Bolivie-guerre du gaz: malgré les tueries, les Etats-Unis appuient le président Sanchez de Lozada

La mise en garde de Washington à l'opposition bolivienne internationalise la crise

Le député et leader indien Evo Morales à la tête d'un barrage routier
Photo archives Jeremy Bigwood
LA PAZ / WASHINGTON, mardi 14 octobre 2003 (LatinReporters.com) - La crise bolivienne s'internationalise. En offrant lundi au président Gonzalo Sanchez de Lozada un soutien assorti d'un avertissement à l'opposition, Washington est en effet devenue partie prenante dans la "guerre du gaz" qui ensanglante depuis un mois la Bolivie.

L'armée et la police continuent à réprimer durement les manifestations contre le projet d'exportation, via le Chili, de gaz naturel bolivien aux Etats-Unis et au Mexique. Grèves et émeutes paralysent la Paz et d'autres villes.
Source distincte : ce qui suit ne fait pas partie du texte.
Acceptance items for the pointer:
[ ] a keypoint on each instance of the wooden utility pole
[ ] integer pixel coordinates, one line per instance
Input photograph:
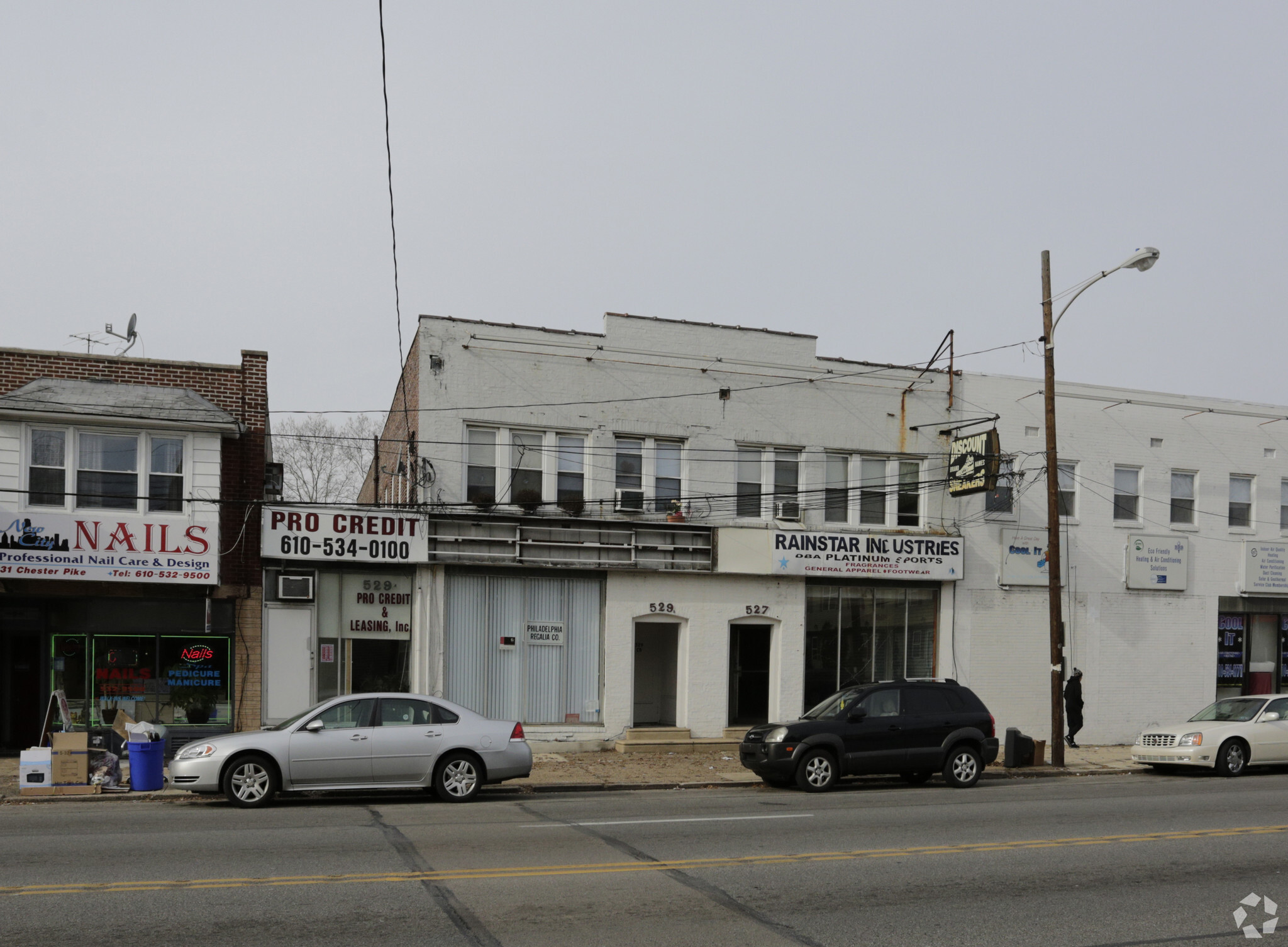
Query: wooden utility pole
(1053, 525)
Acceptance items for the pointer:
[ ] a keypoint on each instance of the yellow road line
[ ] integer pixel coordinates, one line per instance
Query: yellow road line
(616, 868)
Les organisations humanitaires dénombrent au moins 50 morts et près de 200 blessés. La démission de quatre ministres isole davantage le président Sanchez de Lozada, qui semble ne plus pouvoir compter que sur Washington et l'armée.

"Le peuple américain et son gouvernement appuient le président de la Bolivie démocratiquement élu, Gonzalo Sanchez de Lozada, et ses efforts pour construire un futur plus prospère et juste pour tous les Boliviens" a déclaré lundi à Washington le porte-parole du département d'Etat, Richard Boucher.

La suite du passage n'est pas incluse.